For example, the possibility of quickly list all available packages in the repository that are not installed on my server.


----------



## beatgammit (Nov 5, 2013)

tvs said:
			
		

> For example, the possibility of quickly list all available packages in the repository that are not installed on my server.



How often is that actually useful? Not trying to be rude or anything, but generally interested. The only feature I've liked from yum that doesn't exist in other package managers is yum-presto.

I'm actually quite happy with the feature set of pkgng because it's very similar to Arch's pacman, which I use on my laptop now.


----------



## tvs (Nov 5, 2013)

beatgammit said:
			
		

> How often is that actually useful? Not trying to be rude or anything, but generally interested.

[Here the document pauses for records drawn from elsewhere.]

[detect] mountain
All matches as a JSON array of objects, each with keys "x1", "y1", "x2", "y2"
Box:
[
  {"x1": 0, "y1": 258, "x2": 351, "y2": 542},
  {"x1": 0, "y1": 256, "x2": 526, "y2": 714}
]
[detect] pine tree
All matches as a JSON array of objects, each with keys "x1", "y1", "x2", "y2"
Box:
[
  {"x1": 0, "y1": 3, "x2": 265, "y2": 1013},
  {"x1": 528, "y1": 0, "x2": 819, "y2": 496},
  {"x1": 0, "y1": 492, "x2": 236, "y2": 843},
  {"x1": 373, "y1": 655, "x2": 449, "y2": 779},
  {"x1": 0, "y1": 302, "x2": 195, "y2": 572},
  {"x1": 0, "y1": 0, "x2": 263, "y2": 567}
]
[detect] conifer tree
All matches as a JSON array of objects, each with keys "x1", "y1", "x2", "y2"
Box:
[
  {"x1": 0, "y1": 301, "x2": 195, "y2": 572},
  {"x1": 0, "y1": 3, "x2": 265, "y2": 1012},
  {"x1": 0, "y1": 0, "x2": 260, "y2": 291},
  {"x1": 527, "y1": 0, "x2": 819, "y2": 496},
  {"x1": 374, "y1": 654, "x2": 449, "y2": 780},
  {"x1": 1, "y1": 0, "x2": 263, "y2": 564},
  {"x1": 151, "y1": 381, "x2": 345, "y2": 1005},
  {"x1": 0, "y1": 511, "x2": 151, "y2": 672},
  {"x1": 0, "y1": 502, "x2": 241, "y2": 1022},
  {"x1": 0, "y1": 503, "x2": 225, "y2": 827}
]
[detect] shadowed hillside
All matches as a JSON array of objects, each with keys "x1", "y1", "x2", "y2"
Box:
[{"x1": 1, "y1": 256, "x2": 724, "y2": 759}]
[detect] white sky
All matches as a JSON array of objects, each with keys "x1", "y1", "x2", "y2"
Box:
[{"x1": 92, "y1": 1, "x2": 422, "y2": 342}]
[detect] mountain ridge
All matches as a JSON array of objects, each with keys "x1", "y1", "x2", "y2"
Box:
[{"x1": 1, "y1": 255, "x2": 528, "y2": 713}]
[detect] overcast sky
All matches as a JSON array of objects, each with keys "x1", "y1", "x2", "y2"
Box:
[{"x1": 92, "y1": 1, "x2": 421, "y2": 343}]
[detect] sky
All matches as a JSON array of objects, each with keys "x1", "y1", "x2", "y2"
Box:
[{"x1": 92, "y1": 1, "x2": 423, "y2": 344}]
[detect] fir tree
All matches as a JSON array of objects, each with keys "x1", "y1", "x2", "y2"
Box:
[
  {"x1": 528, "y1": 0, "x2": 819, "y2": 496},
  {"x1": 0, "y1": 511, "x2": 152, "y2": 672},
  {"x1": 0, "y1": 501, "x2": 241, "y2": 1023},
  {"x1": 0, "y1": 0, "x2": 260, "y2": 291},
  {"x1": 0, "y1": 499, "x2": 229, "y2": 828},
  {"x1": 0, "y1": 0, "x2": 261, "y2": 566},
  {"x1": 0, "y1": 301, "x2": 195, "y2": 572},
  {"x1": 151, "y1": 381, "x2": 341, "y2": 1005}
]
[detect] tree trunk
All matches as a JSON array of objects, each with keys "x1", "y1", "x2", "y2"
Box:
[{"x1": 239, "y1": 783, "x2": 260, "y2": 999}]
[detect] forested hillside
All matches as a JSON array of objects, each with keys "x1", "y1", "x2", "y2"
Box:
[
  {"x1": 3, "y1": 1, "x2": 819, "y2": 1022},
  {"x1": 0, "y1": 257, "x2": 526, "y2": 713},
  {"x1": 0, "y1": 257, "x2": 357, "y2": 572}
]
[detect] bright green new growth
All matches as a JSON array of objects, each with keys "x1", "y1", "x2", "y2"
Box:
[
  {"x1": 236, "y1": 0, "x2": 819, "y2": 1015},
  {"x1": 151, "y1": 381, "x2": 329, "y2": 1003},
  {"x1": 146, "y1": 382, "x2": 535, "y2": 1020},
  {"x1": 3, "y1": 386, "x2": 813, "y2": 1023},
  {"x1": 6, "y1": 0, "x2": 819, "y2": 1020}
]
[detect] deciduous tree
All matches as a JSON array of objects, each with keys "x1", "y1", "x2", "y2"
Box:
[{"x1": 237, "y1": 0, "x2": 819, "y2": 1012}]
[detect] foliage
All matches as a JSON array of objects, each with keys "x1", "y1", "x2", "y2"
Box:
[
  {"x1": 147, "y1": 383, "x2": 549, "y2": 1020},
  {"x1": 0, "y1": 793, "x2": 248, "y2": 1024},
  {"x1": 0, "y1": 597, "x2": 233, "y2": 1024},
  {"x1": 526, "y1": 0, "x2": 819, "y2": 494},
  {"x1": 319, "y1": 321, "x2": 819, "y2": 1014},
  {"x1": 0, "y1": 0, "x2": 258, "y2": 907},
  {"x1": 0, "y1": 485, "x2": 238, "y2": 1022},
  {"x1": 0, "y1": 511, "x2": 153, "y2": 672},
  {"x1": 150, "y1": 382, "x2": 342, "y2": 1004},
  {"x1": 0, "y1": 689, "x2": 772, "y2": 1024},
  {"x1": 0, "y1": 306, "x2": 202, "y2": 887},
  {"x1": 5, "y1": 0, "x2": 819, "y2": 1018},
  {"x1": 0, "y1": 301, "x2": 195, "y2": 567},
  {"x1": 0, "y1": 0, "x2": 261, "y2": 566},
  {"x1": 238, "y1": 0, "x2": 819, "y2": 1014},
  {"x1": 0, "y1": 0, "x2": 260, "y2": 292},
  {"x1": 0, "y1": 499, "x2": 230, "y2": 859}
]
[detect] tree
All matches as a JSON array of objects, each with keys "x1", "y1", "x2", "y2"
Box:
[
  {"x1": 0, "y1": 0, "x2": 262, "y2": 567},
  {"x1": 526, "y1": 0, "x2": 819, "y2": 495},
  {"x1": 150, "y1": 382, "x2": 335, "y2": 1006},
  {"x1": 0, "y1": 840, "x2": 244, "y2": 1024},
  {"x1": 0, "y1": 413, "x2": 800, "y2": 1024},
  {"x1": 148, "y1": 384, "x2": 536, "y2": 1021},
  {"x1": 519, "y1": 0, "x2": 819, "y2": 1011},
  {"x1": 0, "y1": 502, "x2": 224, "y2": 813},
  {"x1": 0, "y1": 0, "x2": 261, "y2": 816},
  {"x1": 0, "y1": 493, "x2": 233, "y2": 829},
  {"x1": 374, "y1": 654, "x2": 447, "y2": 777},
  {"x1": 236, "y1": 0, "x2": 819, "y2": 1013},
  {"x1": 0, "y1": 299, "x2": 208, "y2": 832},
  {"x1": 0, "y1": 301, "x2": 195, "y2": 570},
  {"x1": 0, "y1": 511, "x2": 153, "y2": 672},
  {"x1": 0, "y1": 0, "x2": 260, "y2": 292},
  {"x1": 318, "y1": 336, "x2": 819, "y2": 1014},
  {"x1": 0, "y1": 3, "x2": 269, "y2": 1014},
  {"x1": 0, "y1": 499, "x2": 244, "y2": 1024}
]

Well, it's VERY useful to me for several different reasons ... how do you know for example if something you need has a package in FreeBSD and what name it has? I'm currently automating (using salt) the installation of a very complex application server that needs lots of different backend software ... it's actually a pain to figure out all the dependencies with FreeBSD (specially when you're not used to it); on the other hand, it was a breeze to obtain all the information I need in both Debian and CentOS.


----------



## kpa (Nov 6, 2013)

If you want to just find out if there is a package for something (and happens to be in the package repo) then it's this simple:

`pkg search nginx`

Granted it does not tell you if the packate is already installed on the local system.

If there's no package in package repo for the piece of software you need you can use the ports tree to search for a port of it:

`cd /usr/ports`
`make search name=apache22`

If you have no ports tree installed you can use http://www.freshports.org to search for a port.

Btw, list of all packages that are not installed is an ambiguous term because it depends on which remote repository you're using. There's absolutely no way that every single port from the ports tree is made into a package, even the official repositories will have only the most popular ports and the rest of the ports would not show up in a list of non-installed packages. In other words, the repository catalogue of packages is not the same as the port catalogue, only a subset of it.


----------



## johnblue (Nov 6, 2013)

kpa said:
			
		

> If you have no ports tree installed you can use http://www.freshports.org to search for a port.


To add to @kpa's post, you can also search for packages here:

http://www.FreeBSD.org/ports

Drop the box down and choose "Package Name".


----------